We use the same TFT device structure as in the earlier oscillator example. In this case, reducing the overlap capacitance through self-alignment increases \(\left|{Z}_{\text{OFF}}\right|\), and the thick composite gate electrode reduces parasitic resistance. We also employ an LAE-compatible, high quality-factor, inductor in parallel with ZnO TFT to resonate out the overlap capacitance.

Figure 4b shows the microscopy image of the demonstrated resonant RF switch, consisting of a ZnO TFT and a loop inductor in parallel. A \(\sim 20 k\Omega \) resistor made of a thermally deposited Cr layer is added at the gate of the TFT, to isolate the switch from the DC biasing line and to protect the switch from electrostatic discharge. In this configuration the device power is low. Then, to lower \(\left|{Z}_{\text{ON}}\right|\) for raising \(\left|{Z}_{\text{OFF}}/{Z}_{\text{ON}}\right|\), we can operate safely (without breakdown) at \({V}_{\text{GS}}\) up to at least 20 \(V\) (vs. a maximum of \(\sim 9 V\) in the saturation case). The measured switch impedances in the ON and OFF states are shown in Fig. 3(c), with an off-to-on impedance ratio over 22 within a bandwidth of 400 MHz (2.2 GHz to 2.6 GHz), and a peak off-to-on impedance ratio of 48.

Demonstration of multi-element directional antenna based on ZnO TFTs used as passive devices

With ZnO TFTs working as passive devices, we demonstrated a reconfigurable antenna operating in the 2.4 GHz Wi-Fi band [5]. The resonant RF switches reconfigure the current distribution over the antenna surface. By varying switch configurations this antenna system can tune its resonant frequency and the radiation pattern.

Conclusions

To fully realize the potential of for applications in IoT and 5G/6G, the operation frequency of LAE devices and systems has been raised to giga-Hertz. This requires co-design of materials, device structure, fabrication processes, and circuit architecture. The TFT’s unity current gain frequency \({f}_{\text{T}}\) of 670 MHz and unity power gain frequency \({f}_{\text{MAX}}\) of 1.9 GHz were demonstrated. \(\left|{Z}_{\text{OFF}}/{Z}_{\text{ON}}\right|\) reached 48 in the 2.4 GHz Wi-Fi band.
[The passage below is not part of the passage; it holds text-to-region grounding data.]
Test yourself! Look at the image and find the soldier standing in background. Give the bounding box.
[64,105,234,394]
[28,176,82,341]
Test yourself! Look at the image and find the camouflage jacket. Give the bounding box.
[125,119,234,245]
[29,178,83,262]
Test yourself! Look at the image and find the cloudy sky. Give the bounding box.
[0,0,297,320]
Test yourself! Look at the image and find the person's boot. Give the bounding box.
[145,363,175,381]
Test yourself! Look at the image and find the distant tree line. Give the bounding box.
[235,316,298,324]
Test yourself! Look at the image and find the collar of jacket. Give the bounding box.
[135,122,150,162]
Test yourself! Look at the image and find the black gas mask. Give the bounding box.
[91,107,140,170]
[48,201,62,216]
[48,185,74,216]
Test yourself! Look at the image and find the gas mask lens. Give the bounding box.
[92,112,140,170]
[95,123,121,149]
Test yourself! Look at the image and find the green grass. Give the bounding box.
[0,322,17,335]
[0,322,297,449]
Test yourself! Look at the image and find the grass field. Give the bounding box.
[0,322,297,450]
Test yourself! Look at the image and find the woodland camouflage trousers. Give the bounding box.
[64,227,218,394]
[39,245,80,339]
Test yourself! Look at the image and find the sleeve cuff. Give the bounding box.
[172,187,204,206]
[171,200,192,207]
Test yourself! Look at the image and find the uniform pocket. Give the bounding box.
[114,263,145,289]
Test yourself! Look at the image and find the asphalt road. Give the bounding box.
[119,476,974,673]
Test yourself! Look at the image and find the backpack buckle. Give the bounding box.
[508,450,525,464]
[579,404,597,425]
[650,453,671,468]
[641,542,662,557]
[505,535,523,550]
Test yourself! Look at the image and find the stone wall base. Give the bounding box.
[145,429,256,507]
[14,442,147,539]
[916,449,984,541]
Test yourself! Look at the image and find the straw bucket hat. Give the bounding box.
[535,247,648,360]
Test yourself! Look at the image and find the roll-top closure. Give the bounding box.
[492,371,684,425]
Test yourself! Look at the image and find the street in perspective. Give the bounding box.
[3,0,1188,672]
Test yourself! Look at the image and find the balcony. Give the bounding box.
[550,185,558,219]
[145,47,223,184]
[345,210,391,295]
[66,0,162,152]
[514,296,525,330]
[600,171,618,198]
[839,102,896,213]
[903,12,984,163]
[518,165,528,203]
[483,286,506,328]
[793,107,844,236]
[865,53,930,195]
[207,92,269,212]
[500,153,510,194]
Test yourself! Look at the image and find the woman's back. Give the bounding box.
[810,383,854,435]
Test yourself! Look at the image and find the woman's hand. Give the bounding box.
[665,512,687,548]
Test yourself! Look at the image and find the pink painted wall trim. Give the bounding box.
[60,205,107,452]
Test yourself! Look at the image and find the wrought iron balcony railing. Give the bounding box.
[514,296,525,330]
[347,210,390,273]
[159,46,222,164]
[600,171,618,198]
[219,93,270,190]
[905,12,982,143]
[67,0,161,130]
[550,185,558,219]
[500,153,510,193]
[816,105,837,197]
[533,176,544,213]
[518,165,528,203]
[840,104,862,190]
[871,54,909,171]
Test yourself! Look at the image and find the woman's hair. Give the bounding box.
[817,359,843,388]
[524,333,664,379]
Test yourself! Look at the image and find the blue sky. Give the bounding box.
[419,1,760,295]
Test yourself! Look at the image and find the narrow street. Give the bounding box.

Thermal considerations affect the device operating limits and thus the possible choice of circuit architecture. In summary, giga-Hertz LAE opens new opportunities for wireless applications, as it enables monolithic integration over meter-scale, flexible radiative apertures. This makes Large-Area Electronics a promising candidate for IoT and 5G/6G systems.